Beethovenfries: Erben bleiben bei ihrem Standpunkt

Die Secession lehnt eine Rückgabe ab
Die Secession lehnt eine Rückgabe ab
In der Causa um das "Beethovenfries" von Gustav Klimt sehen sich die Lederer-Erben, die kürzlich einen Antrag auf Restitution des in der Secession befindlichen Kunstwerks eingebracht haben, durch die am Montag veröffentlichte Stellungnahme der Secession bestätigt. Diese "untermauert unwillkürlich den Anspruch der Erben auf Restitution", so Rechtsanwalt Marc Weber.


“Tatsache ist, und das geht auch aus der Stellungnahme der Secession deutlich hervor, dass die Republik Österreich auch in den 1970er-Jahren mit dem Ausfuhrverbot im Rücken über einen Ankauf des Beethoven-Frieses von Erich Lederer verhandelt hat”, so Weber. Lederer habe niemals frei entscheiden können, sein Kunstwerk auszuführen oder zu verkaufen und “musste davon ausgehen, dass Österreich eine Ausfuhr auf Dauer verweigern würde. Nur weil für ihn das Bildnis dadurch in österreichischer Geiselhaft zu bleiben schien, verkaufte er den Fries an die Republik.”
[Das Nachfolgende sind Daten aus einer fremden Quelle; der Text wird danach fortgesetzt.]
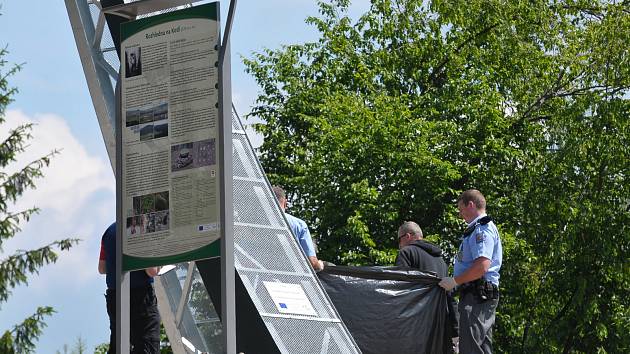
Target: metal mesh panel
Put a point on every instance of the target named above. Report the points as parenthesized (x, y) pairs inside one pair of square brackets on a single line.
[(266, 249), (112, 59), (317, 337), (254, 282)]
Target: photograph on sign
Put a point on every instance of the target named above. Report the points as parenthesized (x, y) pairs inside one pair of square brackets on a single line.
[(290, 298), (169, 107)]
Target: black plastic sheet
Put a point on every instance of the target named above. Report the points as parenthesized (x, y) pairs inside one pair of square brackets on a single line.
[(390, 310)]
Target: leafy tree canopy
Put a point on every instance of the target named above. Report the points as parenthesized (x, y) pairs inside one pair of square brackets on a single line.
[(388, 117)]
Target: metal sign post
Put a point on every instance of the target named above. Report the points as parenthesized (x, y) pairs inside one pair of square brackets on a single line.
[(228, 304)]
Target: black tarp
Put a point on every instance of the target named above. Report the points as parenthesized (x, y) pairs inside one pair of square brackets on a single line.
[(390, 310)]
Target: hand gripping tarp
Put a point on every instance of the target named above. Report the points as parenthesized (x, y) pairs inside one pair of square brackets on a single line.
[(390, 310)]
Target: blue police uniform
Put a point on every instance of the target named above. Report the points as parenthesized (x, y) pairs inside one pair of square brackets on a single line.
[(302, 235), (144, 317), (484, 241), (476, 310)]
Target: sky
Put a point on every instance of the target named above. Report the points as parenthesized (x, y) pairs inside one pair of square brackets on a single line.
[(77, 194)]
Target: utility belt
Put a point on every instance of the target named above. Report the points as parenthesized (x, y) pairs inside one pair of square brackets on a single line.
[(481, 288)]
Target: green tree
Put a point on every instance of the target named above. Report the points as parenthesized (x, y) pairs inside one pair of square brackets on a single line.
[(390, 116), (15, 268)]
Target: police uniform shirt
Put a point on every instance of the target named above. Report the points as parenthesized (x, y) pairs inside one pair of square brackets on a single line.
[(302, 235), (484, 241)]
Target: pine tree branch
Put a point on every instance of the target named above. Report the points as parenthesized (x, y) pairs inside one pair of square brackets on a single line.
[(14, 144), (15, 268), (9, 225), (23, 336)]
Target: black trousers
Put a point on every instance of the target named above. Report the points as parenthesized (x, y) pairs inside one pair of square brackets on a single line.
[(144, 320)]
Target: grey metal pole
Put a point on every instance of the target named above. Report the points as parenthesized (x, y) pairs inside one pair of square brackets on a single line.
[(122, 278), (228, 304)]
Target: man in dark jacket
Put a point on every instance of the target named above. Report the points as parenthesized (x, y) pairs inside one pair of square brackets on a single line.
[(414, 252)]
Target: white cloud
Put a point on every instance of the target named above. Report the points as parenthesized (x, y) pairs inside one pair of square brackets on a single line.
[(76, 197), (73, 175)]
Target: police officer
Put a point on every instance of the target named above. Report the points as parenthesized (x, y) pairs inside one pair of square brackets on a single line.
[(144, 318), (476, 274), (300, 230)]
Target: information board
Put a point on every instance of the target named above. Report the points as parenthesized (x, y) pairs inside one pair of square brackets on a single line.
[(170, 137)]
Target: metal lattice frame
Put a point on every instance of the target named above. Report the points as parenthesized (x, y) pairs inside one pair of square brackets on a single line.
[(265, 249)]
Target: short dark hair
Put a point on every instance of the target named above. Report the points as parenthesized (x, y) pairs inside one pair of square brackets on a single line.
[(475, 196), (410, 227), (279, 192)]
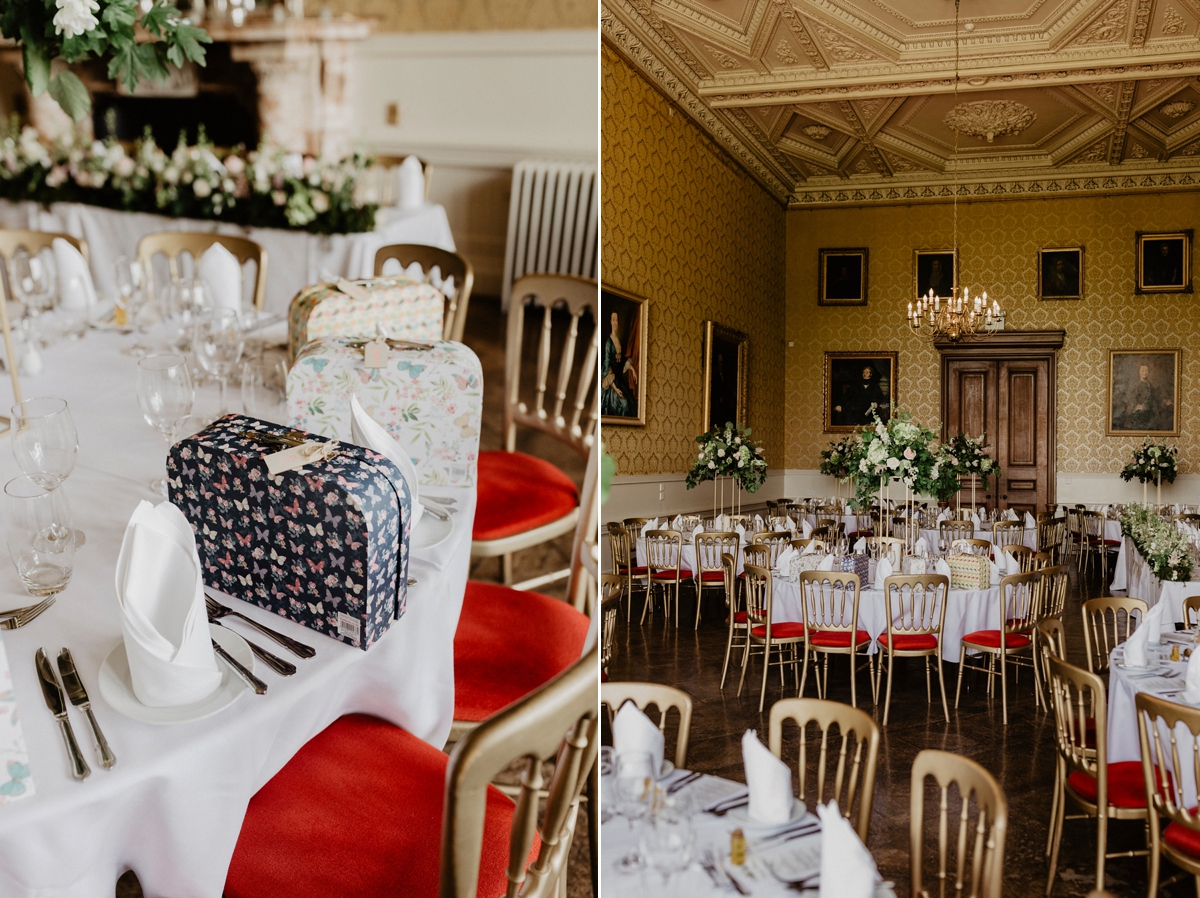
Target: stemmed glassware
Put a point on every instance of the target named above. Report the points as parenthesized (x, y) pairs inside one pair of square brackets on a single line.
[(40, 534), (219, 342), (166, 395)]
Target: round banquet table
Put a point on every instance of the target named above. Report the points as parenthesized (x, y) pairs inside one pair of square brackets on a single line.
[(967, 610), (172, 807)]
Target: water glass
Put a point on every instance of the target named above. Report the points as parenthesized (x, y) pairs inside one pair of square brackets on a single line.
[(219, 342), (39, 531), (166, 395)]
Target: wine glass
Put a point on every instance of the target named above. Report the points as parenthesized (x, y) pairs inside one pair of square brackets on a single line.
[(33, 281), (131, 298), (166, 395), (219, 342), (41, 540)]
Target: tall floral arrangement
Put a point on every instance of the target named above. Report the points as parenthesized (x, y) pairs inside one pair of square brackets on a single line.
[(729, 453)]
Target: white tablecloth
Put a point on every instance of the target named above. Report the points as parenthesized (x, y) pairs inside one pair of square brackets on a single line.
[(969, 610), (173, 806), (294, 258)]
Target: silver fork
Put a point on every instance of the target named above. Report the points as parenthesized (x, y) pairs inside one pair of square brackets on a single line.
[(18, 621)]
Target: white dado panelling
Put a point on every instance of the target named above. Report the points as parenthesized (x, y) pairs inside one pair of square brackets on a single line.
[(473, 103)]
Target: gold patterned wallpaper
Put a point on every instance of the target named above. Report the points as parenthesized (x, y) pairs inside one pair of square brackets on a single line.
[(999, 249), (687, 228), (471, 15)]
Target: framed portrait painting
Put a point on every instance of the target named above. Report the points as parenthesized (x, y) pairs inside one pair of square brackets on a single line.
[(856, 384), (726, 366), (843, 277), (933, 270), (623, 318), (1144, 388), (1061, 273), (1164, 262)]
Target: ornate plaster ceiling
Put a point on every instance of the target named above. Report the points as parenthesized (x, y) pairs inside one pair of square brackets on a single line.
[(852, 101)]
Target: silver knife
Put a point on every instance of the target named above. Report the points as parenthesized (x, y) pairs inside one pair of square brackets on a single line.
[(58, 706), (78, 695)]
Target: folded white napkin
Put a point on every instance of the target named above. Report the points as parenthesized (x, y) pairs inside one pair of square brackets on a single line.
[(769, 782), (847, 869), (221, 271), (882, 572), (1192, 690), (409, 184), (366, 431), (160, 591), (634, 731), (76, 289)]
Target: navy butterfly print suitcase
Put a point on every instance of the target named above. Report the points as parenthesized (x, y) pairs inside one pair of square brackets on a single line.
[(324, 545)]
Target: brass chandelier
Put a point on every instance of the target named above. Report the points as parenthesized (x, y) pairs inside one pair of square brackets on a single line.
[(958, 317)]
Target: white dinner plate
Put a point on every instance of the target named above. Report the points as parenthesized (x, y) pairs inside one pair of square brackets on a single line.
[(118, 689), (429, 532)]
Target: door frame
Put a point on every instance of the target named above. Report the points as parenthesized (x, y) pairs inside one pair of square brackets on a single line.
[(1012, 346)]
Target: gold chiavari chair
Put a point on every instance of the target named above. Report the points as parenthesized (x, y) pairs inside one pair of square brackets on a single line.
[(858, 748), (978, 870), (1173, 746), (665, 698), (781, 636), (174, 244), (1085, 777), (1108, 622), (916, 616), (449, 264), (709, 549), (1018, 610), (664, 557), (831, 627)]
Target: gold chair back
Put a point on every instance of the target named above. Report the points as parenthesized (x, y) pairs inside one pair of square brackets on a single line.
[(571, 423), (978, 870), (448, 264), (1108, 622), (664, 698), (857, 744), (173, 244)]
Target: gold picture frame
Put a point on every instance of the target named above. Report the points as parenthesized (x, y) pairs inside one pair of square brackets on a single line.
[(1140, 402), (623, 357), (726, 366)]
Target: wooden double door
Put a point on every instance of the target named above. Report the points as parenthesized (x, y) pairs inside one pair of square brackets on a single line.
[(1003, 389)]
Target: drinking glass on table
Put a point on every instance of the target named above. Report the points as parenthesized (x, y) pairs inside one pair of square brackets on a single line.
[(131, 298), (39, 531), (166, 395), (219, 342)]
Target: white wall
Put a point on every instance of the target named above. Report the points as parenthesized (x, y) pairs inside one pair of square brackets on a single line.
[(472, 103)]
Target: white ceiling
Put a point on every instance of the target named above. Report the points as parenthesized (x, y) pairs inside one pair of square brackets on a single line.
[(832, 101)]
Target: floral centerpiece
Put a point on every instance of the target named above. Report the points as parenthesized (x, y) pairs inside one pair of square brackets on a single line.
[(1159, 542), (265, 187), (1152, 462), (729, 453)]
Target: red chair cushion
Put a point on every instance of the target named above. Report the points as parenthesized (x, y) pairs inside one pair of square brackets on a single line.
[(1126, 785), (838, 639), (786, 629), (517, 492), (911, 641), (358, 812), (496, 662), (991, 639)]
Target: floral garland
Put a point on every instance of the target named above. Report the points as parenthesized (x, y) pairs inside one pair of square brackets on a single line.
[(901, 450), (1152, 461), (265, 187), (1159, 542), (729, 453)]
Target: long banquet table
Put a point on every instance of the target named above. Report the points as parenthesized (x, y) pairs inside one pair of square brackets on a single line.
[(294, 258), (172, 807)]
Es sei richtig, dass sich der damalige Bundeskanzler Kreisky in die Verhandlungen eingeschaltet habe: “Tatsache ist: Bruno Kreisky hat bewirkt, dass zumindest über einen Kaufpreis geredet wurde, der nicht einer Enteignung gleich kam. Dafür konnten ihm die Lederers auch dankbar sein. Tatsache ist aber auch: Kreisky hat freundlich im Ton verhandelt und Budget frei gemacht, aber genauso wie bis zu diesem Zeitpunkt auf Basis des Ausfuhrverbots verhandelt. Und das ist der springende Punkt”, heißt es in einer der APA übermittelten Reaktion des Schweizer Teils der Erbengemeinschaft weiter.

Die Secession selbst habe auf ihrer Website bis vor kurzem den Zusammenhang zwischen Ausfuhrverbot und Verkauf als historisches Faktum präsentiert, den Text jedoch nun geändert. “Die Secession weiß also offensichtlich, dass der Zusammenhang besteht, verleugnet ihn jetzt aber aus Nützlichkeitserwägungen”, so der Rechtsanwalt.

Das 1902 erstmals gezeigte monumentale Wandgemälde, das als eines der Hauptwerke des Wiener Jugendstils gilt, wurde nach der Enteignung der Familie Lederer in der NS-Zeit zwar formell zurückgegeben, aber mit einem Ausfuhrverbot belegt und schließlich 1973 durch die Republik gekauft. Bereits 1999 war die Rückgabe von der Kommission für Provenienzforschung behandelt und abgelehnt worden. Mit einer Novelle des österreichischen Kunstrückgabegesetzes 2009 seien allerdings nun die Voraussetzungen für eine Restitution gegeben, argumentieren zwei durch unterschiedliche Anwälte vertretene Erbengruppen.

Die Künstlervereinigung Wiener Secession und die Gesellschaft der Freunde der Secession lehnen die Rückgabe ab und haben eine “Gegendarstellung” zum Rückgabe-Antrag an die zuständigen Stellen übergeben. In den kommenden Monaten wird sich die Kommission für Provenienzforschung und der Restitutionsbeirat mit dem Fall beschäftigen.